There are four main families of G proteins: Gi/Go, Gq, Gs, and G12.
Reconstitution experiments carried out in the early 1980s showed that purified Gα subunits can directly activate effector enzymes. The GTP form of the α subunit of transducin (Gt) activates the cyclic GMP phosphodiesterase from retinal rod outer segments, and the GTP form of the α subunit of the stimulatory G protein (Gs) activates hormone-sensitive adenylate cyclase.
Gα subunits consist of two domains, the GTPase domain, and the alpha-helical domain.
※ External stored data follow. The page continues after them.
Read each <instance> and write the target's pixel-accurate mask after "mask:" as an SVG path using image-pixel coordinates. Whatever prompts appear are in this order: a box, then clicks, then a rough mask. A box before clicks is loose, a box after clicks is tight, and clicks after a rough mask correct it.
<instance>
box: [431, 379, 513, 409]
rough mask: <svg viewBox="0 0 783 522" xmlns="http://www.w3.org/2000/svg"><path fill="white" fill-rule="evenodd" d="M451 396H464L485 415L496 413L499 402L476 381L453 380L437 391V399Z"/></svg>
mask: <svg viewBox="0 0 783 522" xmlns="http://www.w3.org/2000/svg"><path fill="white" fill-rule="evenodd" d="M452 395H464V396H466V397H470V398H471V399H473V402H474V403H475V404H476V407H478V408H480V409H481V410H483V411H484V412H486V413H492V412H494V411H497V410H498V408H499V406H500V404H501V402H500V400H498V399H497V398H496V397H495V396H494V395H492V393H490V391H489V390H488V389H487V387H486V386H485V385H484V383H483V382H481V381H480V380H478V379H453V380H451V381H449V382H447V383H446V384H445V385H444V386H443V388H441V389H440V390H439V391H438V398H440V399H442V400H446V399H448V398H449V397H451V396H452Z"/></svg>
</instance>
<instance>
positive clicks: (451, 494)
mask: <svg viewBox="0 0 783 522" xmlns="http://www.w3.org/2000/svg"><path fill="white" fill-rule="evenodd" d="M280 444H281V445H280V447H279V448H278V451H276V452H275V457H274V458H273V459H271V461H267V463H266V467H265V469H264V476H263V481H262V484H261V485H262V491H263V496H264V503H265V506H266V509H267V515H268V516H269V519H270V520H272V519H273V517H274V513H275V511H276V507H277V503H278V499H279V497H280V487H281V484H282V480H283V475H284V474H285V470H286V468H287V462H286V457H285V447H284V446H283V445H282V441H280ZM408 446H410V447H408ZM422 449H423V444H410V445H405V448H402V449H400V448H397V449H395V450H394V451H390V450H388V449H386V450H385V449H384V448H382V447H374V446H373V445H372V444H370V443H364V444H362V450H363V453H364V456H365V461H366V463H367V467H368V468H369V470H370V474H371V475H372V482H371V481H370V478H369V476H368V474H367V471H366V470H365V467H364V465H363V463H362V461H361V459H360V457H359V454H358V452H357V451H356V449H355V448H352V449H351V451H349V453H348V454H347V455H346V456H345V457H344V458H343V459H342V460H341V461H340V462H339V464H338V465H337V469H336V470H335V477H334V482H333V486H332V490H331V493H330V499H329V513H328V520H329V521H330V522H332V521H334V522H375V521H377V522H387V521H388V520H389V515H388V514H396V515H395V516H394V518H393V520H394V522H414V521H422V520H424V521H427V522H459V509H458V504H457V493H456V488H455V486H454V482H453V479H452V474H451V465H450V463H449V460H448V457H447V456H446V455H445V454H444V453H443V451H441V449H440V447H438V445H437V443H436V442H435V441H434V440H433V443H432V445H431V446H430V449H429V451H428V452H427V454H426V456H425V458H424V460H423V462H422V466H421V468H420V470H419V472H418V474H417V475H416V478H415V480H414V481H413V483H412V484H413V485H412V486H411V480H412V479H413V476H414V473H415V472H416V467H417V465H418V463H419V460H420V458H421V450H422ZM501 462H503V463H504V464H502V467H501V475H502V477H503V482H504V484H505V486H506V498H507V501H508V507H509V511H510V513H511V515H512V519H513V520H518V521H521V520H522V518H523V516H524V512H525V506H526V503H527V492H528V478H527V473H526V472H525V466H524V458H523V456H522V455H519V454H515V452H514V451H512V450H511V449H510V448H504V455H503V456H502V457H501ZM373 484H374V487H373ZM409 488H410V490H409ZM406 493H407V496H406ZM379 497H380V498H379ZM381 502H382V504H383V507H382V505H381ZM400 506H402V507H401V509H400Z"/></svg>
There exist at least 20 different Gα subunits, which are separated into four main families. This nomenclature is based on their sequence homologies:
The β and γ subunits are closely bound to one another and are referred to as the beta-gamma complex. Upon activation of the GPCR, the Gβγ complex is released from the Gα subunit after its GDP-GTP exchange.
The free Gβγ complex can act as a signaling molecule itself, by activating other second messengers or by gating ion channels directly.
For example, the Gβγ complex, when bound to histamine receptors, can activate phospholipase A2. Gβγ complexes bound to muscarinic acetylcholine receptors, on the other hand, directly open G protein-coupled inward rectifying potassium channels (GIRKs). They can also activate L-type calcium channels, as in H3 receptor pharmacology.